Posting ini dibuat untuk mengenang moment terbaik dalam hidup saya, ketika Tuhan mempercayakan saya untuk melayani sebagai Pendeta Tugas Khusus di sebuah Lembaga Pendidikan Kristiani yang cukup bergengsi di Jabodetabek (2009-2012). Menjadi Pendeta Sekolah dan sekaligus Kepala Bagian, bukanlah suatu hal yang mudah untuk dilakukan. Saya masuk dengan hati gembira, tetapi juga dengan rasa takut dan gentar. Ada banyak "rumor" yang saya dapatkan tentang penolakan dan tantangan yang harus saya hadapi di lapangan. Tampaknya gereja-gereja dan lembaga-lembaga pendidikan kita tidak steril dari dari "resistensi/sikap menolak (terhadap orang-orang tertentu yang berada diluar pagar) sekali pun mereka belum pernah duduk dan bekerja sama dalam sebuah kelompok. 

Dalam perjalanan hidup saya, Tuhan sering memberikan kejutan yang tak terduga. Itulah cara yang dipakai Tuhan untuk mendewasakan dan memurnikan panggilan hidup saya. Jalan hidup yang saya lalui tidak selalu mudah, mulus dan rata. Ada kalanya, bahkan seringkali, saya berada di lembah dan jurang yang sangat dalam. Namun Dia selalu menemani saya dan memberikan keberanian kepada saya untuk melanjutkan perjalanan dan menemukan kasih Tuhan. Tiga tahun tanpa terasa telah berlalu ... Ada suka dan duka, gelak tawa, dan derai air mata, kesedihan dan keceriaan. Ternyata hal yang tersulit dalam hidup ini, bukanlah untuk melampaui orang lain, tetapi melampaui ego dan diri kita sendiri. Saya tiba pada kesadaran, bahwa saya tidak akan pernah berhasil jika saya hanya memperbaiki hal yang di luar, dengan konflik yang terus menerus terjadi di dalam (Bukankah perubahan kerapkali membuat banyak orang merasa kurang nyaman, dan yang lebih menyedihkan adalah bila Anda berjuang seorang diri melawan arus yang mendominasi lapangan?). Akhirnya saya memutuskan untuk tidak melanjutkan pelayanan saya ... Di sinilah saya belajar tentang kasih, pengampunan, keikhlasan, ketulusan, dan kemurahan hati karena saya yakin Tuhan menaruh saya di tempat itu bukan karena "kebetulan" dan juga bukan "kecelakaan," tapi karena ada maksud Tuhan yang lebih indah dalam kehidupan saya.

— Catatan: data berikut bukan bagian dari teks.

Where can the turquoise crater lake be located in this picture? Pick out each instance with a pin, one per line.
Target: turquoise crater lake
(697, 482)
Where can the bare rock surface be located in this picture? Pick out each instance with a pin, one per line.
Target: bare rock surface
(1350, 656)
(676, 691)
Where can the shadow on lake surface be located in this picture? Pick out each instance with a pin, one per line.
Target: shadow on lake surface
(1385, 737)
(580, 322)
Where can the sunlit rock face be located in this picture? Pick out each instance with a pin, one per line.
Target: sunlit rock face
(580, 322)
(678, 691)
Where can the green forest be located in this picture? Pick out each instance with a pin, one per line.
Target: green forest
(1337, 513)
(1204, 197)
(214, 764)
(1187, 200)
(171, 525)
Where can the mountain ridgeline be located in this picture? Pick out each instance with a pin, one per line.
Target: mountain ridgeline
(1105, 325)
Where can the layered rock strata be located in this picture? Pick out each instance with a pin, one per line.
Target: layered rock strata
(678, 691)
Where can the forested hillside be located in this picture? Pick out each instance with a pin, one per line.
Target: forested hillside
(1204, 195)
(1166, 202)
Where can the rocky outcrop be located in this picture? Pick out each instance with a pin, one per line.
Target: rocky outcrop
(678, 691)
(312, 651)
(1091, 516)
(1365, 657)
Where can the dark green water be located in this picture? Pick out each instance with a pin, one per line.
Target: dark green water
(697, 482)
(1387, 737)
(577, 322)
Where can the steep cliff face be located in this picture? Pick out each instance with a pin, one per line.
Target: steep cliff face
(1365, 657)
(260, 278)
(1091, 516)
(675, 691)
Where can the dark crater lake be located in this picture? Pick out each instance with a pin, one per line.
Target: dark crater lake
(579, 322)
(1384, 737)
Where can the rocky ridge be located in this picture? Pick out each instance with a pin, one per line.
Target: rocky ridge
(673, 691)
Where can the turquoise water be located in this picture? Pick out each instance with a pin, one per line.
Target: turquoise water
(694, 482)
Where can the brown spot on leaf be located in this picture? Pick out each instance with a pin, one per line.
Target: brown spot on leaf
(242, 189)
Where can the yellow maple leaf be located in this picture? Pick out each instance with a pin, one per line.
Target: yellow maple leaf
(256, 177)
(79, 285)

Pengalaman hidup saya sebenarnya dibentuk oleh Tuhan melalui kesukaran, tantangan dan air mata. Masa kecil saya sulit, karena ayah saya memiliki delapan anak, membiayai Ibunya dan menyekolahkan adik-adiknya. Hidup kami pas-pasan, dan Papa menggembleng saya, adik dan kakak saya untuk kerja keras, berusaha dan terus  belajar. Kalau tidak, saya tidak akan bisa makan dan sekolah. Setiap libur kenaikan kelas, ayah saya menyediakan satu lemari buku kepahlawanan (waktu itu serial Old Shaterhand and Winnetou) untuk saya baca. Hasilnya, profile saya, jadi seperti ini. Lebih dekat dengan buku dan introvert. Saya bertumbuh kembang menjadi seorang pribadi yang senang belajar dan membaca. Tidak cukup banyak waktu yang saya miliki untuk berkumpul (hangout) bersama dengan teman-teman. Saya kuliah sambil bekerja, sebagai Guru Pendidikan Agama Kristen, Guru Sejarah dan Guru Geografi di salah satu sekolah swasta di Jakarta. Namun hobby belajar dan membaca masih terus terbawa, hingga saya berkeluarga dan bahkan menjadi seorang Pendeta. Saya bersyukur kepada Tuhan, yang mengijinkan saya untuk melanjutkan studi hingga Pascasarjana, sekali pun studi ini pada awalnya adalah sebuah kecelakaan (atas permintaan Lembaga, namun kemudian mengingkarinya, dan lepas tangan). Namun Tuhan mengubah kecelakaan itu menjadi anugerah dan berkat, karena saya mendapatkan sponsor dan dukungan dari sepasang suami dan istri yang sungguh-sungguh mengasihi Tuhan dalam hidup mereka.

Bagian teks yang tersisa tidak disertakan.